For the diagnostics industry, the exponential growth in awareness of the industry in the wake of the Covid-19 pandemic has created a gold rush of opportunity, and the key to capitalizing on those opportunities lies in engagement – engagement with investors, with customers, with NGOs, etc. Given the deluge of tests to reach the market, it can’t be guaranteed that those gatekeepers will read every piece of literature a diagnostics company releases, no matter how crucial it is to their technology. Whereas with a 3-minute video about their test and the research behind it, an investor can watch that at 1am in their pajamas and engage with it in a way they cannot with a ten-page text document. But this is not to say that the text document is not still critical to the company’s overall goals and credibility – it just cannot be their only means of engagement anymore. The goal of the video is not to entirely supplant the literature, but to whet the appetite of investors so that they then will read and engage with the literature; the video enhances, not distracts from, the message.

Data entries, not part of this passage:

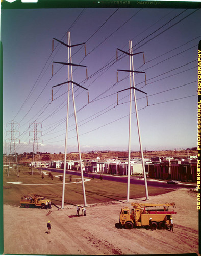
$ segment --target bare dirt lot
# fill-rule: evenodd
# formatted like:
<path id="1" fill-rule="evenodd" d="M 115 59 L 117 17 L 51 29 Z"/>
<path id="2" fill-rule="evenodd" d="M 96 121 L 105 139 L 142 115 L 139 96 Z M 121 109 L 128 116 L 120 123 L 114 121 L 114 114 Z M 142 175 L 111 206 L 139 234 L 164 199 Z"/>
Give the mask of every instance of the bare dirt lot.
<path id="1" fill-rule="evenodd" d="M 59 210 L 4 205 L 4 254 L 198 254 L 196 194 L 181 189 L 149 197 L 148 202 L 176 204 L 173 232 L 145 228 L 117 229 L 121 208 L 130 203 L 88 205 L 87 216 L 71 217 L 75 206 Z M 143 202 L 145 198 L 131 200 Z M 51 221 L 51 233 L 47 223 Z"/>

In order to cast the widest net, diagnostics companies must now avail themselves to video as a way to communicate their research and their mission, while still maintaining the traditional text-based information that forms the foundation of their worth and their attractiveness as an investment. Greater good can be done if that good can be communicated accurately but succinctly, and video is the vessel within which that can be accomplished. Darwin wrote that “the slightest advantage in one being, at any age or during any season, over those with which it comes into competition, or better adaptation in however slight a degree to the surrounding physical conditions, will turn the balance.”
At Halteres Associates, we are turning the balance – with video.